AIUI, there are no good humidity gauges that the average person can
afford. That would include the gauge the OP is checking the humidity
with, and the gauge inside the humidifier that attempts to humidify the
household air to a desired humidity.

OP, have you tried just turning that " round knob pointing to different
numbers" to a higher number? Even if those numbers are supposed to be
the percent humidity that the unit will deliver, that doesn't mean they
are. The furnace control in the 50-apartment building I used to live
in didn't attempt to give a temperature, only heat output, for which one
could set it to A, B, C, D, E, F, G, H. I think only by trial and
error did the first landlord** find what was the right setting. The
analogy is not perfect, but I think that's how you'll find it too.

Maybe you can borrow another better than average hygrometer from
someone.

Or just set the humidity to maximum, and when water starts dripping off
your windows, etc. keep setting it down a little at a time until nothing
bad is happening, no dripping anywhere that matters, and that will be
the highest humidity your home can have, anyhow.
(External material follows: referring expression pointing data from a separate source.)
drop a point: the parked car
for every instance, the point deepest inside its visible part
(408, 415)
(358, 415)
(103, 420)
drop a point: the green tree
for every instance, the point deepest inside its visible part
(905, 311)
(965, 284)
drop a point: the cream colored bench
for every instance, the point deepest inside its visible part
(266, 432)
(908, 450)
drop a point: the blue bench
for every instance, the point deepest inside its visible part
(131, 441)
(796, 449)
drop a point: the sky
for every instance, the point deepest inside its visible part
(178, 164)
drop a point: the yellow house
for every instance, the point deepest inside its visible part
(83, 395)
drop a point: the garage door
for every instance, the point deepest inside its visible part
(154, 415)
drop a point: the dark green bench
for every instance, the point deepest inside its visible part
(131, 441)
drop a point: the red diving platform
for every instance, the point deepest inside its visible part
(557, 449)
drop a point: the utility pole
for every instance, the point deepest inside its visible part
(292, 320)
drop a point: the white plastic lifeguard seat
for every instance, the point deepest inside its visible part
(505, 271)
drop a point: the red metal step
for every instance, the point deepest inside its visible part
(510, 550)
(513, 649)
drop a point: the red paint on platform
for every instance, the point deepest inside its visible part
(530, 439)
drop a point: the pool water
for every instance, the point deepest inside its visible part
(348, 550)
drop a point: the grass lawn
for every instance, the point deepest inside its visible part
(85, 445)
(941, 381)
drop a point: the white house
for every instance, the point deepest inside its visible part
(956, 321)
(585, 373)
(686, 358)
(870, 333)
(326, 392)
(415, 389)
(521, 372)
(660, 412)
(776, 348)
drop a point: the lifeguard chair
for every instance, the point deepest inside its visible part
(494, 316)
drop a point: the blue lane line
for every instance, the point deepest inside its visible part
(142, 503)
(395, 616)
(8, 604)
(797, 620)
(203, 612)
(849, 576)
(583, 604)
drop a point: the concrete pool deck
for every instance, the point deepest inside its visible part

Regardless of your
hardware. Then mark that spot on your knob dial. And you can also
probably find out what the %age is, and interpolate what all the other
numbers on the dial mean.

It bothers me that he charged you for part of a service call because HE
could not find anything wrong. Were you very clear that something WAS
wrong. But in a way there's no point in crying over spilt milk, and
just calibrate the humidifier yourself.


Thanks for the warm reply! I have no carpet in the house and am wearing bamboo slippers all the time, not sure how that's gonna affect static shock though. The 45% is actually the highest setting on this humidifier. I wish I could crank it up any higher lol. However I am seeing frost on the window, is that a sign of too much humidity then? So I should probably never rely on humidity measurement coming out of the register but instead just judge by the water on window. This whole measuring humidity thing actually started because my wife woke up on a morning about two weeks ago telling me her throat had been burning the whole night and she had to drink water every hour to feel a little better.
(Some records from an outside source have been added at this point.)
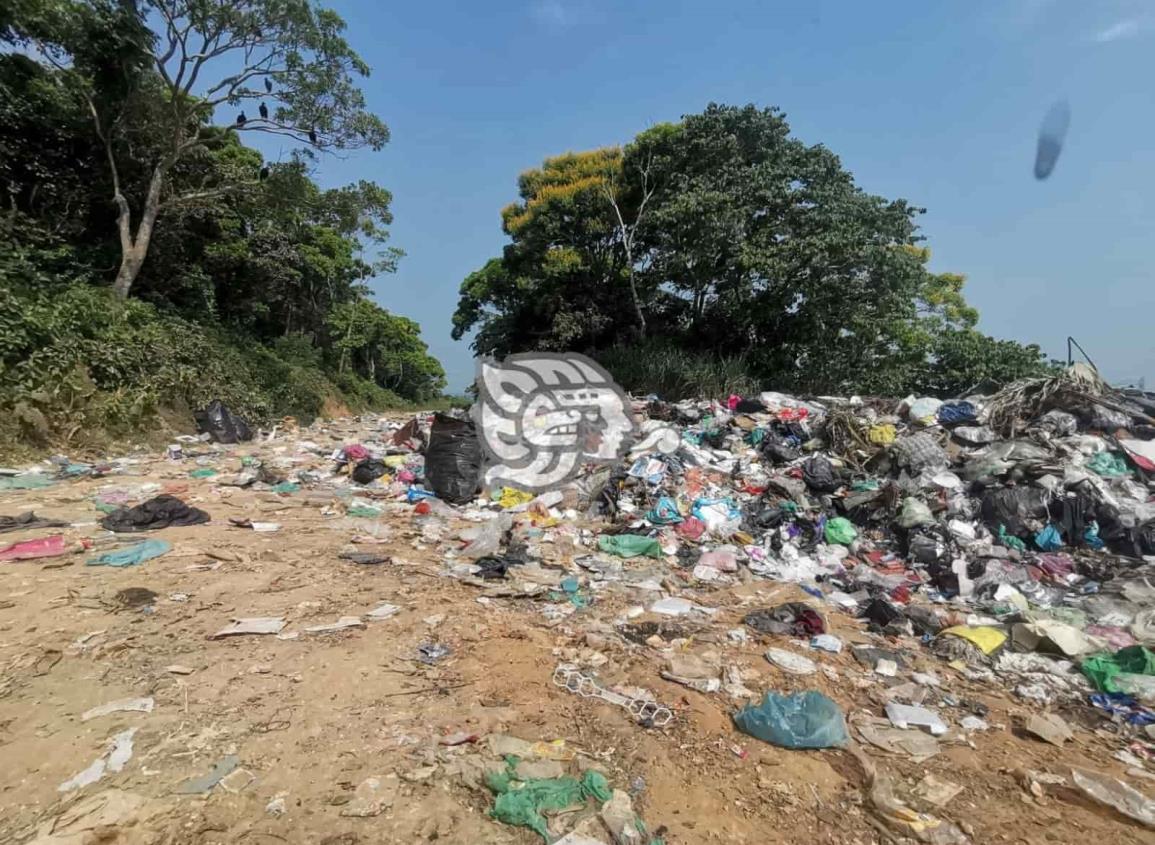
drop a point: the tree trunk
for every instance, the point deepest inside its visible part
(134, 248)
(638, 305)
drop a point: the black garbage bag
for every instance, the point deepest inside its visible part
(818, 473)
(928, 550)
(762, 518)
(1145, 535)
(453, 460)
(714, 439)
(222, 424)
(882, 613)
(1013, 507)
(158, 513)
(369, 470)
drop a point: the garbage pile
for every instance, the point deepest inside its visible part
(1008, 537)
(910, 552)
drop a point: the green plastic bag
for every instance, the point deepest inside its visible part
(630, 545)
(1103, 667)
(1011, 540)
(1109, 464)
(30, 481)
(132, 555)
(840, 530)
(520, 802)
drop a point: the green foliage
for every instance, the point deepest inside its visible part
(251, 266)
(745, 247)
(673, 373)
(77, 365)
(965, 358)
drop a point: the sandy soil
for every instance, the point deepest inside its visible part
(312, 718)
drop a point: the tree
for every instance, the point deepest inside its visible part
(720, 236)
(568, 278)
(385, 349)
(154, 97)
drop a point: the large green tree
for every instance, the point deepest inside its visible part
(157, 77)
(721, 234)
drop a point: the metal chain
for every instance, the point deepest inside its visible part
(646, 711)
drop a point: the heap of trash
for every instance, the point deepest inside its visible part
(1007, 536)
(916, 550)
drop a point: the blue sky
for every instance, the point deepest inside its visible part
(937, 103)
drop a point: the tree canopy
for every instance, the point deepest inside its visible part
(114, 104)
(724, 234)
(154, 98)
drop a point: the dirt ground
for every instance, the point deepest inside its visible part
(311, 718)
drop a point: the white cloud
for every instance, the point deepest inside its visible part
(1122, 29)
(551, 13)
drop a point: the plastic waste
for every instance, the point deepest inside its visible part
(923, 410)
(222, 425)
(841, 531)
(132, 555)
(521, 802)
(915, 513)
(818, 473)
(453, 460)
(369, 470)
(484, 540)
(797, 720)
(42, 547)
(1049, 539)
(1103, 668)
(1109, 464)
(630, 545)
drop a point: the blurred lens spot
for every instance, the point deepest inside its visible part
(1051, 134)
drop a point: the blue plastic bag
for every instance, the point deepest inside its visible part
(1092, 538)
(664, 511)
(956, 413)
(132, 555)
(798, 720)
(1049, 539)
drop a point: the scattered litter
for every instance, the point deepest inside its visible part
(791, 663)
(139, 705)
(342, 623)
(384, 612)
(120, 752)
(1115, 793)
(432, 652)
(254, 625)
(132, 555)
(797, 720)
(205, 784)
(910, 716)
(645, 710)
(937, 792)
(1048, 727)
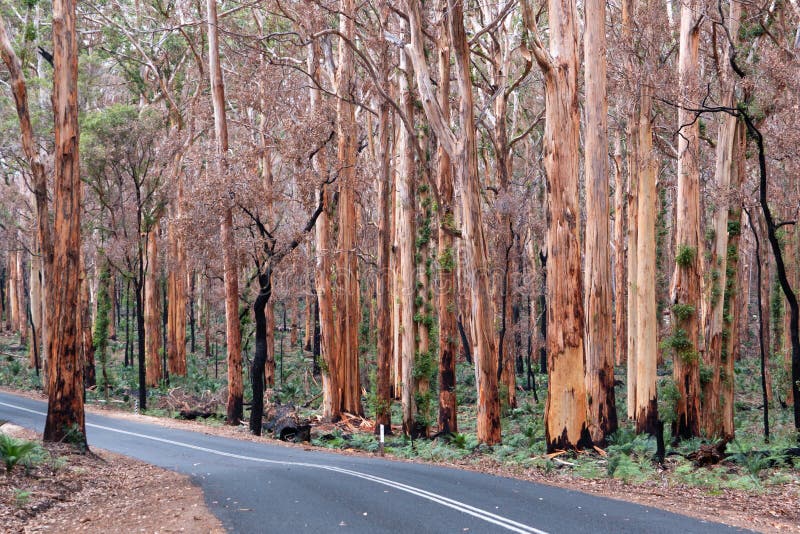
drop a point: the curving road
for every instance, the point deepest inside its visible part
(255, 487)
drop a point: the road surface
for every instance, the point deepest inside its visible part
(260, 488)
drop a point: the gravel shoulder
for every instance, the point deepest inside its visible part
(775, 509)
(99, 492)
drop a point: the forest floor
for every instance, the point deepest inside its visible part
(750, 490)
(150, 499)
(70, 491)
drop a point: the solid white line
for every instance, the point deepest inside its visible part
(479, 513)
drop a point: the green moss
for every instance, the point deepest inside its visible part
(683, 311)
(685, 256)
(447, 262)
(682, 346)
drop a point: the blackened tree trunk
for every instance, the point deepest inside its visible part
(257, 379)
(65, 413)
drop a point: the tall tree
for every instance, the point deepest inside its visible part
(714, 412)
(597, 271)
(230, 266)
(448, 333)
(384, 294)
(347, 287)
(152, 312)
(646, 406)
(686, 281)
(462, 149)
(566, 411)
(65, 415)
(404, 237)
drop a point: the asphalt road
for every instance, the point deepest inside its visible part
(258, 488)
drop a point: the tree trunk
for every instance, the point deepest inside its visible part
(65, 415)
(686, 290)
(632, 134)
(463, 152)
(37, 308)
(476, 264)
(383, 412)
(230, 266)
(448, 329)
(176, 290)
(714, 413)
(597, 273)
(323, 269)
(257, 373)
(152, 330)
(405, 239)
(733, 288)
(620, 259)
(566, 411)
(646, 407)
(347, 286)
(85, 329)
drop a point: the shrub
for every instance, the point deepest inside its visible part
(14, 451)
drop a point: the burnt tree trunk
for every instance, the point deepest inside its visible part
(65, 394)
(257, 378)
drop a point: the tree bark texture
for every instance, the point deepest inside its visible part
(65, 413)
(597, 272)
(714, 357)
(348, 309)
(476, 264)
(177, 290)
(566, 410)
(152, 311)
(230, 265)
(406, 279)
(448, 329)
(646, 414)
(383, 412)
(620, 259)
(687, 278)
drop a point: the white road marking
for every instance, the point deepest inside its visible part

I put the humidistat on one of the return registers on the floor on first floor this afternoon and it read 36%. This number actually is consistent with the humidistat by the humidifier, because when I turned the humidistat to under 35%, it would stop the hot water feed to the humidifier. Maybe just like Stormin said, I might need two of these... Or maybe it's time to bleach clean my portable one again XD.